Bringing transparency to federal inspections
Tag No.: A0286
Based on record review and interview for one (Patient #1) of ten medical records reviewed. It was determined the Hospital failed to identify and address the lack of timeliness to report a medication incident in the online Safety Reporting System, according to Hospital polices and procedures.
Federal hospital regulations require that clear expectations for safety are established to measure, analyze and track medical errors and adverse events.
Findings include:
The Hospital's policy and procedure regarding Medication Management: Adverse Drug Events (ARDs), dated 8/15/19, indicated the Hospital's expectation to document a medication event in the Electronic Safety Reporting System. The ADRs are to be reported by any colleague of the Hospital in the online Safety Reporting System to provide an effective method for timely and meaningful reporting and follow-up of events.
The Hospital's policy and procedure regarding Safety Reports, dated 12/5/19, indicated the reporter must immediate notify the Director of Risk Management and or the Administrative Supervisor/On call risk management or legal services.

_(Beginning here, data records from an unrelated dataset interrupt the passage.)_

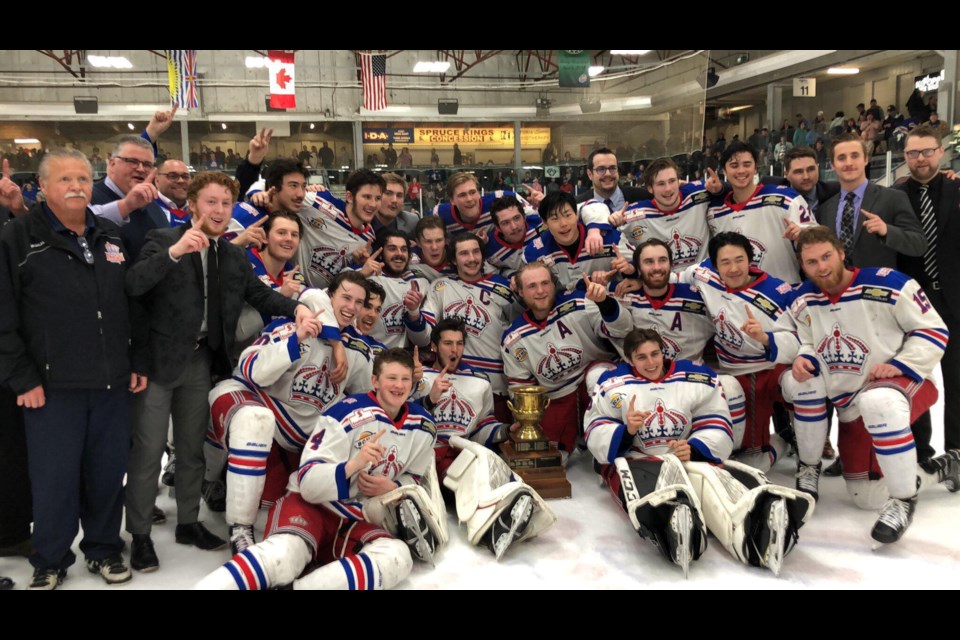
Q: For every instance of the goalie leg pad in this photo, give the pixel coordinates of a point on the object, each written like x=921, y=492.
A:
x=662, y=506
x=757, y=522
x=485, y=488
x=249, y=438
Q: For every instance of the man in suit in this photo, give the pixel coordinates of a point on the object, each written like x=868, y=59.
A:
x=936, y=202
x=874, y=223
x=194, y=284
x=604, y=173
x=802, y=174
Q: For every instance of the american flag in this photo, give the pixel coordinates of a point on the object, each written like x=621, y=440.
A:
x=182, y=74
x=373, y=78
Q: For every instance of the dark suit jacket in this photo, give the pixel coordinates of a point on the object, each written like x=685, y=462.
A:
x=904, y=234
x=173, y=294
x=632, y=194
x=948, y=241
x=141, y=221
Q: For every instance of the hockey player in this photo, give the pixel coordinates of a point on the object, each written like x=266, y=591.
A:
x=563, y=247
x=467, y=209
x=677, y=214
x=871, y=339
x=263, y=415
x=513, y=229
x=429, y=259
x=362, y=448
x=734, y=293
x=770, y=216
x=497, y=506
x=272, y=264
x=556, y=340
x=485, y=303
x=660, y=430
x=397, y=280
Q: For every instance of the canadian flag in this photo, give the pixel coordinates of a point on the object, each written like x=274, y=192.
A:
x=282, y=93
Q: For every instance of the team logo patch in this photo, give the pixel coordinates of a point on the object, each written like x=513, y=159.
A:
x=876, y=294
x=843, y=353
x=114, y=254
x=312, y=385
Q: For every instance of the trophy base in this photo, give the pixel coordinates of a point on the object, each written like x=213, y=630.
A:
x=541, y=468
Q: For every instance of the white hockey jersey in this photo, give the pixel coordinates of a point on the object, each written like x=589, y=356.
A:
x=556, y=353
x=465, y=409
x=686, y=404
x=569, y=268
x=680, y=318
x=339, y=435
x=293, y=379
x=882, y=317
x=391, y=329
x=487, y=307
x=761, y=220
x=768, y=298
x=685, y=228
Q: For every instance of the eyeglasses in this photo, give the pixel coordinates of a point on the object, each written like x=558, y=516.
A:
x=927, y=153
x=133, y=162
x=605, y=170
x=87, y=254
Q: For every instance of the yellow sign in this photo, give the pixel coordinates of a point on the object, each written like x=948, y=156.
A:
x=480, y=136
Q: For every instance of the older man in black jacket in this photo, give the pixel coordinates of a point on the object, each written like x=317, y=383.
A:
x=64, y=350
x=194, y=284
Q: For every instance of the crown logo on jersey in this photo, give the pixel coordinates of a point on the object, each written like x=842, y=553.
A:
x=389, y=465
x=759, y=249
x=328, y=261
x=685, y=249
x=663, y=422
x=474, y=316
x=313, y=386
x=392, y=318
x=727, y=332
x=453, y=413
x=843, y=353
x=558, y=360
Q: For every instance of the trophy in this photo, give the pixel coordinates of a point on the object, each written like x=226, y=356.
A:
x=527, y=452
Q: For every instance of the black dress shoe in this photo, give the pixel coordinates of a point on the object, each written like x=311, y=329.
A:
x=198, y=535
x=142, y=556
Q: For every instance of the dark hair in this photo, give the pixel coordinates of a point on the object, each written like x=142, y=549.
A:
x=430, y=222
x=282, y=167
x=596, y=152
x=363, y=177
x=735, y=148
x=637, y=337
x=650, y=242
x=725, y=238
x=451, y=323
x=286, y=215
x=553, y=202
x=656, y=167
x=353, y=277
x=391, y=356
x=374, y=289
x=501, y=204
x=795, y=154
x=463, y=236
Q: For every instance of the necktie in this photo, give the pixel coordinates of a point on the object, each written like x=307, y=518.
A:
x=214, y=319
x=928, y=220
x=846, y=228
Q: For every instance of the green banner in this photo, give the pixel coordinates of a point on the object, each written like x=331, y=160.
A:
x=573, y=68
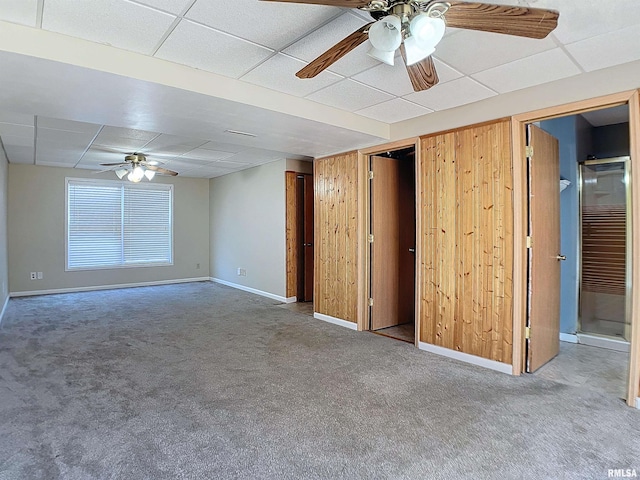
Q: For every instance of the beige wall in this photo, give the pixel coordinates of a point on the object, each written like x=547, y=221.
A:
x=248, y=227
x=36, y=232
x=4, y=267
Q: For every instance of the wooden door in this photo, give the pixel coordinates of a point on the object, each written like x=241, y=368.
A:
x=392, y=252
x=544, y=263
x=307, y=227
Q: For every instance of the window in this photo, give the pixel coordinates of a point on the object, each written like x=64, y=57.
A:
x=113, y=224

Review of the Safety Report regarding the metoprolol indicated the Safety Report was entered on 1/12/21, three days after Patient #1 received metoprolol 50 milligrams (mg) (aids in controlling heart rate), instead of the intended dose of 12.5 mg. As a result Patient #1 received 4 times the intended dose. Patient #1 became nauseated, diaphoretic, hypotensive and unresponsive. Cardiopulmonary resuscitation was initiated with a return of spontaneous circulation. Patient #1 was transferred to the Coronary Intensive Care Unit for further evaluation and care.
In an interview with Risk Manager #1 on 4/12/21 at 11:15 A.M., Risk Manager #1 said the cardiologist called her on 1/12/21 and reported the medication incident. Risk Manager #1 said she then entered the Safety Report, three days after the event. Risk Manager #1 said she thought the report was entered timely.